Ich nickte. »Schon klar.«

»Das klingt noch nicht sonderlich überzeugt, Jasmin.« Felicity hakte sich bei mir unter, denn die Steine waren rutschig. »Was ich sagen will: Irgendwann muss man seinen Verstand wieder einschalten und sich ehrlich ein paar Fragen beantworten.«

»Welche?«

»Zum Beispiel, ob du überall mit ihm leben könntest. Auch hier, in diesen Hütten.«

»Ja«, antwortete ich tapfer, »ich glaube, das könnte ich.«

»Und würde er auch mit dir nach Deutschland gehen?«

Ich schwieg.

»Ah, da steckt ein Problem! Das belastet dich insgeheim und es wird dich immer belasten. Ich sage dir, all diese kleinen Irritationen häufen sich mit der Zeit zu einem riesigen Berg an. Irgendwann hast du das Gefühl, du hättest dein Leben, deine Zukunft und deine Chancen für ihn aufgegeben. Wir Frauen geraten schnell auf diese Schiene! Irgendwann fragen wir uns: Was hat er eigentlich für uns aufgegeben? Und dann fangen wir an, uns über dumme Kleinigkeiten zu streiten. Über Zahnpastareste im Waschbecken und herumliegende Socken und solche Sachen.«

»Wir sicher nicht!«

Felicity lachte. Glücklicherweise hatte ihr Lachen keine Ähnlichkeit mit dem metallischen Spottgelächter meiner Mutter, wenn ich ihr mit solchen Sätzen widersprach.

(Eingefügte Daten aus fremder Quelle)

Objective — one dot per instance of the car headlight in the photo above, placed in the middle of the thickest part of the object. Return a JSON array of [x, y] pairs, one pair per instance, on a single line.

»Also gut«, sagte die alte Dame freundlich und mitfühlend, »wenn alle vernünftigen Argumente nicht greifen und alles gesagt ist, dann muss es wohl so sein, dass man das Unmögliche versucht. Das ist der Vorteil, den ihr jungen Leute habt. Ihr seid noch nicht so oft gescheitert, ihr habt noch die frische Kraft des Idealismus und dazu ein blindes Selbstvertrauen. Was man wirklich will, erreicht man auch. Irgendwann! Es kostet Zeit, Jasmin, glaub mir! Irgendein Weg findet sich schon, nur ist es vielleicht ein anderer, als du jetzt denkst. Und was dir heute zu Ende erscheint, muss noch lange nicht zu Ende sein. Man sieht sich immer zweimal im Leben! Glaub mir.«

 

Irgendwie ging der Tag auch herum. In jedem Grabschacht, den wir betraten, in jedem Gasthaus, das wir aufsuchten, erwartete ich insgeheim, Damián in einem versteckten Winkel zu erblicken, darauf wartend, dass ich mich davonstehlen konnte, um unser Gespräch zu Ende zu führen.

Aber ich entdeckte ihn nirgendwo. Er befand sich nicht unter den Männern, die untätig auf den Straßen herumstanden, nicht unter den Museumswächtern, er war nicht unter den Musikern, die uns abends aufspielten, er war nicht unter den Kellnern. Er kam nicht, als ich mich frühzeitig auf mein Zimmer begab. Und er hatte ja recht. Was hatten wir in Wahrheit noch zu besprechen? Es war alles gesagt. Er hing in der Geiselnahme mit drin, und wenn er seine Leute ans Militär verriet, dann würden er und seine Familie sterben. Das waren die Gesetze in diesem fürchterlichen und zugleich so schönen Land.

Am anderen Morgen erwachte ich mit dem Gefühl, dass wieder etwas in meinem Leben unwiderruflich abgeschlossen war, tot, aus und vorbei. Es gab kein Zurück mehr, vorbei waren die Zeiten, wo ein Fleck auf meinem Ballkleid mich todunglücklich machte.